Navigation

Data Lake Configuration

Beta

The Atlas Data Lake is available as a Beta feature. The product and the corresponding documentation may change at any time during the Beta stage.

The following page describes the configuration options available for Atlas Data Lake. Each Data Lake configuration file defines mappings between your data stores and Data Lake.

Data Lake configuration files use the JSON format. You must connect to the Data Lake using the mongo shell to retrieve or update the current configuration. For example, consider an S3 bucket datacenter-alpha containing data collected from a datacenter:

|--metrics
   |--hardware

The /metrics/hardware path stores JSON files with metrics derived from the datacenter hardware, where each filename is the UNIX timestamp of the 24 hour period covered by that file:

/hardware/1551398400.json

The following configuration file does the following:

  • Defines a data store on the datacenter-alpha S3 bucket in the us-east-1 AWS region. The data store is specifically restricted to only datafiles in the metrics folder path.
  • Maps files from the hardware folder to a MongoDB database datacenter-alpha-metrics and collection hardware. The configuration mapping includes parsing logic for capturing the timestamp implied in the filename.
{
  "stores" : [
    {
      "s3" : {
        "name" : "datacenter-alpha",
        "region" : "us-east-1",
        "bucket" : "datacenter-alpha",
        "prefix" : "/metrics",
        "delimiter" : "/"
      }
    }
  ],
  "databases" : {
    "datacenter-alpha-metrics" : {
      "hardware" : [
        {
          "store" : "datacenter-alpha",
          "definition" : "/hardware/{date date}"
        }
      ]
    }
  }
}

Atlas Data Lake parses the S3 bucket datacenter-alpha and scans all files under /metrics/hardware/. The collection definition uses definition parsing syntax to add a field date to each document generated from the filename, where the field value equals the filename as parsed and converted to a ISO-8601 date.

Users connected to the Data Lake can use the MongoDB Query Language and supported aggregations to analyze data in the S3 bucket through the datacenter-metrics.hardware collection.

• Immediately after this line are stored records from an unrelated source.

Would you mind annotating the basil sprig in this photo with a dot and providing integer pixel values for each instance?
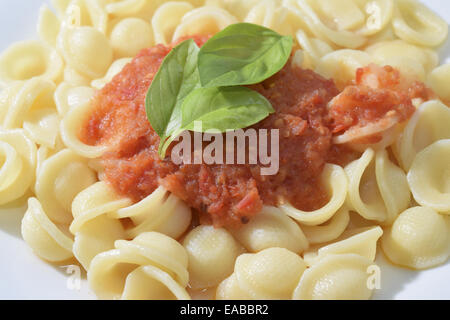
(194, 84)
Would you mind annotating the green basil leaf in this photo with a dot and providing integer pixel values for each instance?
(224, 108)
(175, 79)
(242, 54)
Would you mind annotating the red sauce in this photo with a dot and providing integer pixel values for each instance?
(222, 194)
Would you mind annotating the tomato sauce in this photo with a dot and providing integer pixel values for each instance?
(225, 195)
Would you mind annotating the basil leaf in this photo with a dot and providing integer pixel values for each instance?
(242, 54)
(224, 108)
(175, 79)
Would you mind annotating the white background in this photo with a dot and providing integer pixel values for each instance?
(24, 276)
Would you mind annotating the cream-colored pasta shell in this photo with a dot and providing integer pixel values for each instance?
(439, 79)
(429, 176)
(336, 277)
(212, 254)
(110, 273)
(361, 241)
(329, 231)
(48, 25)
(378, 189)
(416, 23)
(17, 164)
(61, 177)
(335, 180)
(68, 97)
(269, 274)
(32, 95)
(43, 236)
(86, 50)
(426, 126)
(203, 21)
(29, 59)
(94, 231)
(113, 70)
(166, 19)
(161, 211)
(70, 126)
(418, 239)
(129, 36)
(271, 228)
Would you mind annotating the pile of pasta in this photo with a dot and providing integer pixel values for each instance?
(398, 194)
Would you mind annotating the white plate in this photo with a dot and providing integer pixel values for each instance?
(24, 276)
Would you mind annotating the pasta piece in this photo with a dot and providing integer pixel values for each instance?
(415, 23)
(167, 17)
(363, 243)
(85, 49)
(32, 95)
(342, 38)
(336, 277)
(130, 36)
(271, 228)
(386, 52)
(61, 177)
(341, 65)
(113, 70)
(94, 231)
(335, 180)
(70, 126)
(329, 231)
(42, 126)
(68, 97)
(378, 189)
(313, 49)
(152, 266)
(262, 276)
(439, 79)
(429, 176)
(74, 78)
(17, 164)
(418, 239)
(428, 125)
(29, 59)
(161, 211)
(48, 26)
(212, 253)
(43, 236)
(204, 21)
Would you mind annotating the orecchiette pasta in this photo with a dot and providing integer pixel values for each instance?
(378, 189)
(336, 277)
(427, 125)
(335, 180)
(417, 24)
(271, 228)
(166, 19)
(331, 230)
(363, 243)
(29, 59)
(269, 274)
(429, 176)
(43, 236)
(61, 177)
(114, 69)
(212, 253)
(17, 164)
(129, 36)
(158, 247)
(160, 211)
(94, 231)
(152, 266)
(418, 239)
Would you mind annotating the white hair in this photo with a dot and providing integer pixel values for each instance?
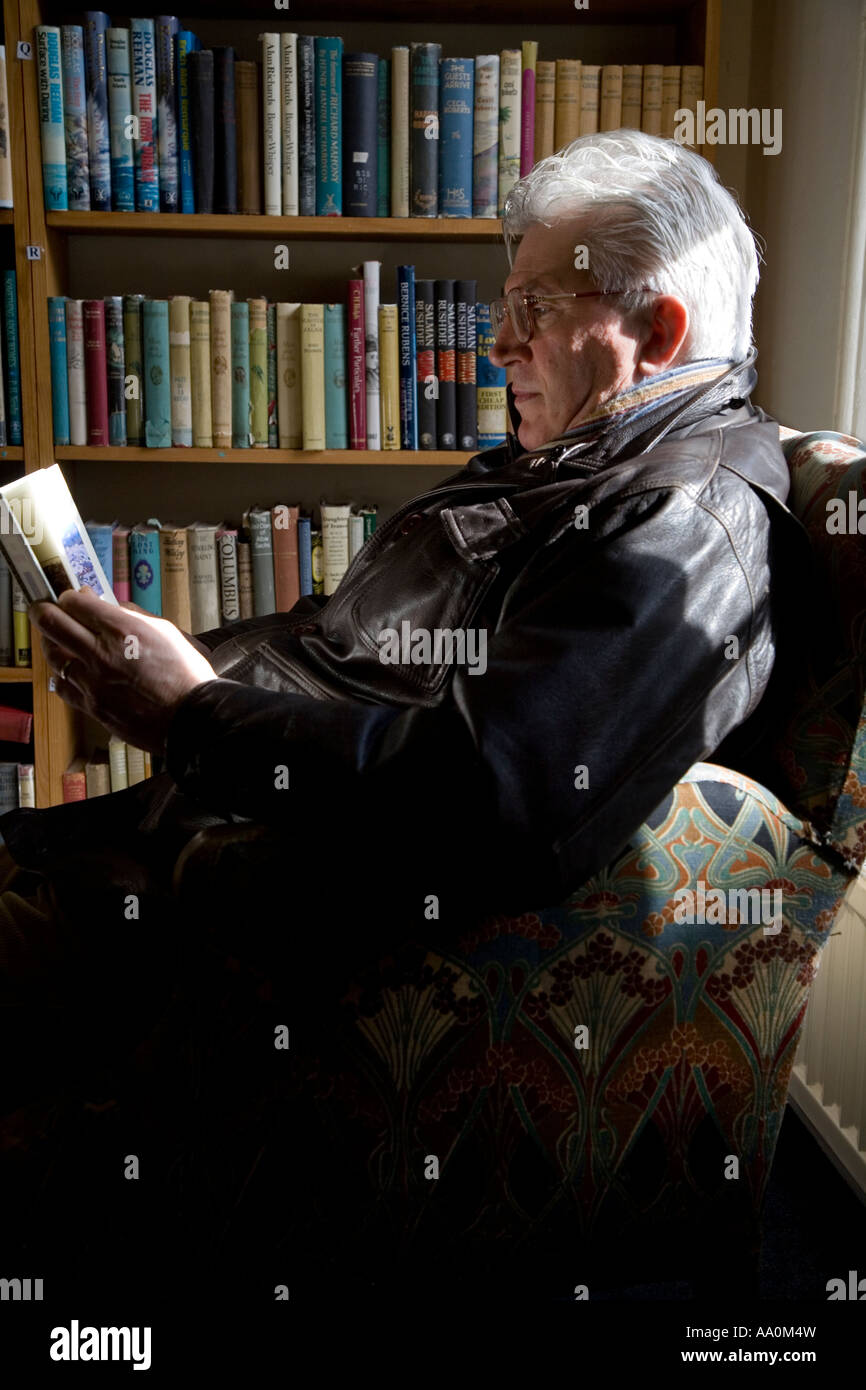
(652, 214)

Retrieve or Update Data Lake Configuration

You can retrieve or update the Data Lake configuration by connecting a mongo shell to the data lake:

  1. From the Atlas UI, select Data Lake from the left-hand navigation.
  2. Click Connect for the Data Lake to which you want to connect.
  3. Click Connect with the Mongo Shell
  4. Follow the instructions in the Connect modal. If you already have the mongo shell installed, ensure you are running at least the latest stable release of the 3.6 shell.

Once connected to the Data Lake, you can use the following database commands to retrieve or update the Data Lake configuration:

Retrieve Configuration
use admin
db.runCommand( { "storageGetConfig" : 1 } )

The command returns the current Data Lake configuration. For complete documentation on the configuration document format, see Configuration Document Format.

Set or Update Configuration
use admin
db.runCommand( { "storageSetConfig" : <config> } )

Replace <config> with the Data Lake configuration document. For complete documentation on the configuration document, see Configuration Document Format.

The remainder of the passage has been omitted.